The Super Bowl bets have been placed. The stakes have never been higher. Today, millions of TV viewers will watch the game.

No, this isn't about whether the Dallas Cowboys can beat the Buffalo Bills for the second consecutive year in the NFL's championship game.

This is about whether more than a dozen advertisers, including sneaker marketers, soft drink purveyors, fast food peddlers and automakers made the right move in plunking down a record $900,000 for each 30-second commercial slot on the NBC broadcast of television's most widely watched show.

Unlike the game, there won't be instant, undisputed winners and losers in the ad battle. Advertising's value is ultimately decided at the cash register or in the showroom.

But here are a few prospects that might be hot topics at work or in your lane of the electronic information highway Monday morning:

\ DOUBLE DUTY: Retired NBA star Michael Jordan again will play key roles in commercials for at least two Super Bowl sponsors, Nike sneakers and McDonald's fast-food restaurants.

Nike showed Jordan in outer space with Bugs Bunny and Marvin the Martian in a commercial in last year's Super Bowl telecast.

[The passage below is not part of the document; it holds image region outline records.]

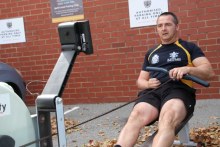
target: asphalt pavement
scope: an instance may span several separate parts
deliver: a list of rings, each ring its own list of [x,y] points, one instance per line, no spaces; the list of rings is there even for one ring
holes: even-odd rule
[[[82,123],[123,104],[125,103],[65,105],[65,111],[74,108],[74,111],[66,114],[65,118]],[[90,140],[117,139],[132,107],[133,103],[78,126],[74,132],[67,133],[67,146],[82,147]],[[189,121],[190,128],[208,127],[215,122],[220,123],[220,99],[197,100],[194,116]],[[55,147],[58,146],[56,137],[54,137],[53,142]]]

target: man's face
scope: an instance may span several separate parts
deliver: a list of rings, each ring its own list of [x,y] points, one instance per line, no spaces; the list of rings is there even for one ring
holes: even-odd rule
[[[163,44],[173,43],[177,39],[178,25],[171,15],[160,16],[157,19],[157,32]]]

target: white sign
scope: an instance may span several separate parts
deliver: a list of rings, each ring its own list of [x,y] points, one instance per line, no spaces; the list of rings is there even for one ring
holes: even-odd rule
[[[0,44],[26,42],[23,17],[0,20]]]
[[[157,17],[168,11],[167,0],[129,0],[130,27],[156,25]]]
[[[11,113],[10,95],[0,94],[0,117]]]

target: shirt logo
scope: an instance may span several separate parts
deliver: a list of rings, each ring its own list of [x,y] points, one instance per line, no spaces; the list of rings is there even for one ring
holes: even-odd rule
[[[156,64],[158,62],[159,62],[159,56],[157,54],[155,54],[151,59],[151,63]]]
[[[167,62],[173,62],[173,61],[181,61],[181,58],[178,58],[179,53],[172,52],[170,53],[170,58],[167,59]]]

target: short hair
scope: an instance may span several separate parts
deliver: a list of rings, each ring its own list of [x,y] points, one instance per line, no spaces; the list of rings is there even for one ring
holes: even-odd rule
[[[179,24],[179,21],[178,21],[178,18],[177,18],[177,16],[173,13],[173,12],[163,12],[163,13],[161,13],[160,15],[159,15],[159,17],[160,16],[166,16],[166,15],[171,15],[172,17],[173,17],[173,22],[177,25],[177,24]],[[158,17],[158,18],[159,18]]]

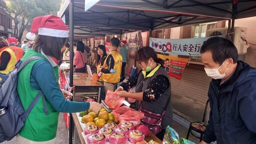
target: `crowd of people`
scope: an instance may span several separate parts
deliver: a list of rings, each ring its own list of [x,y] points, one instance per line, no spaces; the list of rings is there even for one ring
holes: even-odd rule
[[[54,30],[54,32],[50,32],[52,30]],[[96,102],[66,100],[65,98],[72,96],[72,94],[59,88],[58,64],[70,51],[70,44],[66,42],[68,29],[60,18],[54,15],[35,18],[31,31],[34,33],[38,30],[34,44],[24,40],[20,46],[15,38],[0,37],[1,73],[8,73],[22,58],[23,60],[34,56],[43,58],[30,62],[19,72],[17,90],[24,109],[38,92],[42,91],[49,114],[44,113],[42,98],[17,136],[18,144],[54,144],[59,112],[76,112],[90,109],[98,113],[102,108]],[[86,72],[88,48],[82,41],[73,44],[74,55],[71,58],[74,58],[74,71]],[[104,86],[100,92],[100,98],[105,99],[106,93],[111,90],[121,97],[140,101],[140,110],[148,114],[148,120],[151,119],[150,116],[160,120],[158,126],[150,126],[150,122],[145,120],[142,120],[142,124],[148,124],[152,131],[157,131],[154,134],[162,139],[166,128],[172,126],[172,120],[171,82],[164,68],[163,60],[158,58],[152,48],[140,48],[135,59],[141,70],[115,88],[114,86],[122,82],[120,80],[124,76],[128,62],[126,45],[126,41],[112,38],[108,54],[104,46],[98,46],[98,80]],[[208,38],[202,45],[200,52],[206,72],[212,78],[208,94],[211,109],[210,120],[200,144],[215,140],[218,144],[255,144],[256,124],[252,120],[256,118],[254,87],[256,85],[256,69],[238,60],[236,48],[224,38]],[[128,92],[134,86],[135,92]]]
[[[8,74],[14,68],[16,62],[22,58],[28,48],[31,48],[34,41],[24,40],[22,45],[14,37],[0,37],[0,72]]]

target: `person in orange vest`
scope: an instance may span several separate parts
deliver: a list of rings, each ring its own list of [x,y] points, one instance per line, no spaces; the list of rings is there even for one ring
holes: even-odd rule
[[[24,50],[16,46],[18,42],[17,40],[14,37],[9,37],[8,38],[8,42],[9,43],[9,48],[12,50],[16,56],[16,62],[22,59],[24,54]]]
[[[8,48],[8,44],[2,37],[0,37],[0,72],[2,74],[7,74],[14,68],[15,54]]]

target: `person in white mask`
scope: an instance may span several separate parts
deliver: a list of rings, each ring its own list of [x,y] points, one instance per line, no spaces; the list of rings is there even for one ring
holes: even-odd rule
[[[200,52],[212,80],[208,124],[200,144],[256,144],[256,69],[238,60],[235,46],[220,37],[204,42]]]

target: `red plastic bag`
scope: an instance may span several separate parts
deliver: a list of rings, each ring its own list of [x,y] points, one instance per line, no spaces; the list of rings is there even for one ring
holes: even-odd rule
[[[110,108],[116,109],[122,105],[124,100],[125,98],[122,98],[114,94],[114,92],[108,90],[106,94],[105,103]]]
[[[136,126],[140,123],[140,119],[144,118],[144,114],[126,106],[122,106],[113,110],[112,114],[120,122],[129,121]]]

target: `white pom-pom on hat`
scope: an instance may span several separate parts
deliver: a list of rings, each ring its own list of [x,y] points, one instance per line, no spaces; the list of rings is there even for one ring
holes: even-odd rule
[[[28,32],[26,34],[26,38],[28,38],[30,40],[34,40],[34,38],[36,38],[36,34],[34,34],[34,33]]]

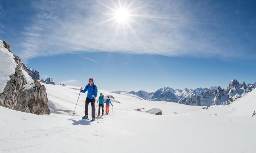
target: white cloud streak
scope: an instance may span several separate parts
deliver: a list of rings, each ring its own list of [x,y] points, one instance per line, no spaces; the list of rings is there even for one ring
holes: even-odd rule
[[[82,58],[83,58],[84,59],[87,59],[89,60],[90,60],[90,61],[92,61],[92,62],[94,63],[98,63],[98,62],[97,62],[96,60],[94,60],[93,59],[91,59],[91,58],[88,57],[87,57],[86,56],[84,56],[84,55],[80,55],[80,57],[82,57]]]
[[[100,2],[115,8],[111,1]],[[113,17],[108,14],[111,10],[96,1],[34,1],[38,13],[33,23],[25,28],[20,56],[26,60],[81,51],[199,57],[241,55],[218,31],[201,29],[200,26],[208,24],[209,20],[185,11],[179,2],[136,1],[130,7],[137,8],[131,17],[135,22],[129,23],[132,31],[120,25],[117,32],[114,20],[104,22]]]

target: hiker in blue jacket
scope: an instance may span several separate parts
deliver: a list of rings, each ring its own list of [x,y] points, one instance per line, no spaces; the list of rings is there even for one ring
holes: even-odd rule
[[[89,83],[83,88],[81,87],[80,89],[81,92],[85,93],[87,91],[87,97],[85,100],[85,107],[84,110],[85,116],[82,119],[85,120],[88,119],[88,106],[89,103],[91,103],[92,106],[92,119],[91,120],[93,121],[95,120],[96,112],[95,112],[95,98],[97,97],[98,90],[96,85],[94,83],[94,79],[92,78],[89,79]]]

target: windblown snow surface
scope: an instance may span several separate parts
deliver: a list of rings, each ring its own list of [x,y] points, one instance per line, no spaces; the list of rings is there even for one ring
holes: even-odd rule
[[[255,90],[230,106],[207,110],[99,90],[121,103],[114,103],[110,115],[98,123],[81,120],[87,93],[81,94],[75,115],[71,115],[80,87],[44,85],[51,114],[0,107],[0,152],[256,152],[256,116],[251,117],[256,109]],[[141,107],[145,110],[134,110]],[[158,107],[163,115],[144,112]],[[91,118],[90,105],[89,110]]]

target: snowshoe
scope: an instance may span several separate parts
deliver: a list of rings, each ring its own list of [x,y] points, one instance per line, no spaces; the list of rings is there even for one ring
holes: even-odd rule
[[[84,119],[85,120],[89,120],[89,119],[88,119],[88,116],[84,116],[82,118],[82,119]]]

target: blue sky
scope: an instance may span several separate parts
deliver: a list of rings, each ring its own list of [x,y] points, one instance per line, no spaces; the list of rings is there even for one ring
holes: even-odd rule
[[[0,39],[42,79],[149,91],[256,81],[255,1],[0,4]],[[130,11],[123,24],[113,19],[119,4]]]

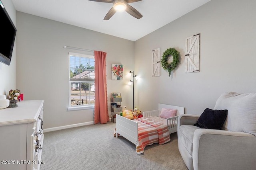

It hasn't previewed its ads for this year, but Nike says they show Jordan in wigs, beards and other disguises for two fanciful commercials that suggest he might still be playing pro basketball.

McDonald's reunites Jordan with fellow NBA retiree Larry Bird for another commercial in which they take outrageous shots at the basket. They were atop a skyscraper when last year's Super Bowl ad ended. This year, the shots become more outlandish and Phoenix Suns star Charles Barkley wants in on the game.

Shaquille O'Neal, the center for the NBA's Orlando Magic, also does double duty in the Super Bowl telecast - performing a rap song in an ad for Reebok sneakers and coming up thirsty on the playground without a Pepsi.

\ CREATIVE FRENZY: Reebok's admakers will be pushing the production envelope during the game itself as they plan to film Dallas and Buffalo players pumping up their inflatable shoes on the sidelines in the first half for an ad that will run in the fourth quarter.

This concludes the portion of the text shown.